Tradotto da Riccardo De Vanna, riletto da Lorena Papini

Con la diffusione della sharing economy o economia della condivisione, sono emerse nuove idee per le vacanze: a prezzo basso o addirittura nullo, abbinato al piacere e alla tranquillità.

Wwoof, Couchsurfing e MindMyHouse sono tre piattaforme di condivisione. Queste piattaforme hanno conquistato una vasta comunità a partire dal 2010. In base ai dati dei loro siti, essi hanno registrato rispettivamente poco meno di 100.000, 14 milioni e 15.000 utenti. Le loro proposte sono interessanti, economiche e adatte ad una fascia di utenza composta prevalentemente da giovani adulti.

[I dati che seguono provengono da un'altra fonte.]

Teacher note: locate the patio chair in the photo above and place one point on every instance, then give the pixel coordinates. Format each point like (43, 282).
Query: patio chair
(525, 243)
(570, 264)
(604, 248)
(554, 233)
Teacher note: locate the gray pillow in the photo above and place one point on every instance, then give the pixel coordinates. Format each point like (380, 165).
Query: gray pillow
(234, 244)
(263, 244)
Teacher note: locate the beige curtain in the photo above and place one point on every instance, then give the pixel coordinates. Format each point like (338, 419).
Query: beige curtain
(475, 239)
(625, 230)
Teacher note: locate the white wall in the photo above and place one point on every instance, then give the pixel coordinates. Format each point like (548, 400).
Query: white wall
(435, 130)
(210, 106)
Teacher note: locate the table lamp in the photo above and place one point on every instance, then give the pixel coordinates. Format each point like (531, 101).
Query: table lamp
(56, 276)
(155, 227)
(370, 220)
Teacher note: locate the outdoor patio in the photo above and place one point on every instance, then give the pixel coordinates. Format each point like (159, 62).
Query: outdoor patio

Questi ultimi, infatti, sono spesso più propensi a rinunciare a una certa comodità a favore di una possibile avventura o a prezzo più basso.

Le varie proposte

Wwoof è nato dall’esperienza in fattoria dell’inglese Sue Coppard negli anni ’70. Questa idea ha poi trovato la sua dimensione ideale grazie a internet. Il sito propone una rete di fattorie che, per brevi periodi, offrono vitto e alloggio gratuitamente in cambio di aiuto per i lavori agricoli. L’idea si basa sull’aiuto reciproco e sul diritto alla tranquillità, garantito appunto dall’ alloggio fuori città.

Couchsurfing, nato nel 2007, si rivolge a persone che, a titolo gratuito, offrono ospitalità mettendo a disposizione il divano della propria casa. Questa piattaforma propone un’idea di condivisione, per il piacere di incontrare nuove persone, potenziali futuri amici.

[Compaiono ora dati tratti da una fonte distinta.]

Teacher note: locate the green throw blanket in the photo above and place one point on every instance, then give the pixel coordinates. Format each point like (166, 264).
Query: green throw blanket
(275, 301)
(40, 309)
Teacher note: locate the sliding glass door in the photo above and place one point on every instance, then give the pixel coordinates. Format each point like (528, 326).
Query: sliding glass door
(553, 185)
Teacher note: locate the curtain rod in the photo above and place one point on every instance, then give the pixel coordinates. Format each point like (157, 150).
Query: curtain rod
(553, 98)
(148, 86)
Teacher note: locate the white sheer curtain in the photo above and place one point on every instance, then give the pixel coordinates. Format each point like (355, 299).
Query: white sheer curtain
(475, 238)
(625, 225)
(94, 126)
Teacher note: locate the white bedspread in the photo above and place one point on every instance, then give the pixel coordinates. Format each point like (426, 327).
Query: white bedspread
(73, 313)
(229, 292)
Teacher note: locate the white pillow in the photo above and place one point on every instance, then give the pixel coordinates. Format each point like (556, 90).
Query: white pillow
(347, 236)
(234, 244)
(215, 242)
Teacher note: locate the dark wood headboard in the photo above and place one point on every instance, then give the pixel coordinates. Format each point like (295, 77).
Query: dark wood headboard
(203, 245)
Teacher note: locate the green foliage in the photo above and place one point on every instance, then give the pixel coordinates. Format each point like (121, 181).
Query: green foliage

L’housesitting è un modo di viaggiare collegato a diversi siti online. Il più affidabile è MindMyHouse. Una casa viene offerta gratuitamente dal padrone di casa in cambio della cura della stessa (pulizia, custodia degli animali domestici, ecc…).

L’idea

Tutte queste diverse proposte sostengono una concezione di fiducia reciproca e di scambio vantaggioso e internazionale. Questa filosofia di viaggio è particolarmente apprezzata da una persona che abbia un forte desiderio di esplorare una nuova città, di incontrare la gente del posto, di essere utile agli altri e tutto questo senza grandi mezzi.

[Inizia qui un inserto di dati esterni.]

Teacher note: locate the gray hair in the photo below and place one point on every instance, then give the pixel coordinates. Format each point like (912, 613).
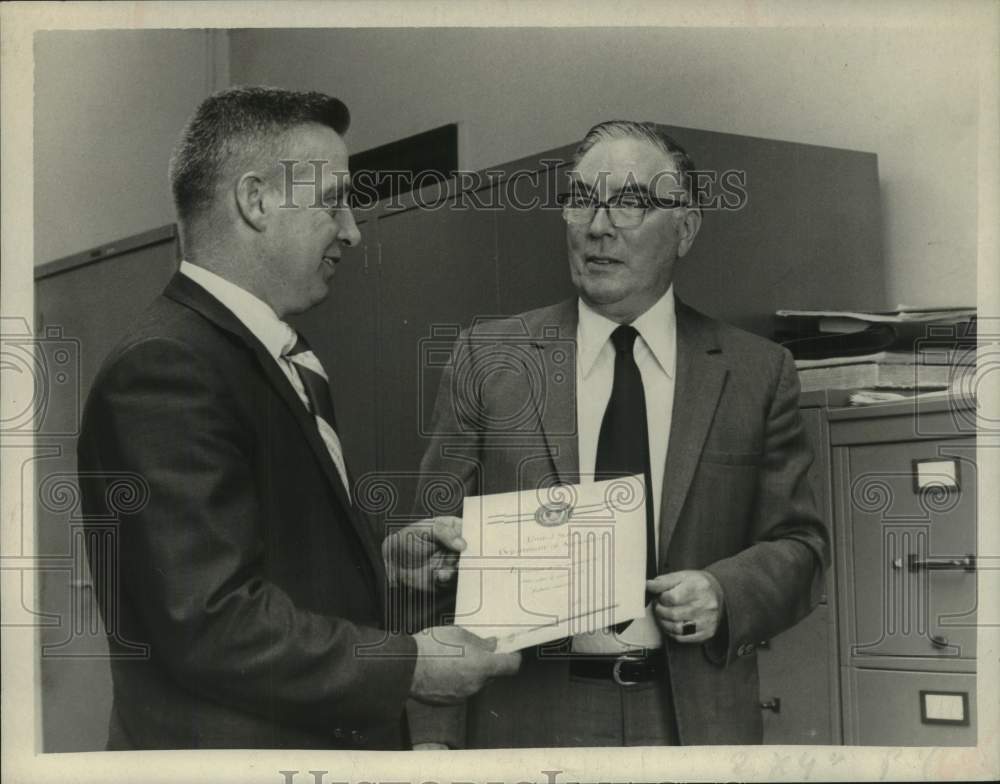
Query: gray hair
(236, 122)
(651, 132)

Si spiega così l’enorme successo di questa particolare forma di economia: la sharing economy. Per quanto non rappresenti una reale minaccia per le strutture tradizionali, occupa già una parte importante del mercato.

Il problema della sharing economy

Di certo, questa concezione di viaggio non è priva di rischi. Implica di fidarsi di perfetti sconosciuti facendoli entrare in casa nostra o, dall’altro punto di vista, di entrare in casa di estranei.

Ma il problema principale dell’economia della condivisione è il suo vuoto normativo. Ciò può creare problemi in termini di coperture legali per eventuali controversie. L’assenza di legislazione consente peraltro alla sharing economy di esercitare una concorrenza sleale nei confronti del turismo tradizionale principalmente a causa dei suoi prezzi vantaggiosi e della sua facile accessibilità. Può quindi diventare un pericolo. Ad esempio, c’è il rischio che il settore alberghiero possa ridurre il livello dei propri servizi in quanto è regolamentato in modo da riuscire a far fronte alla concorrenza.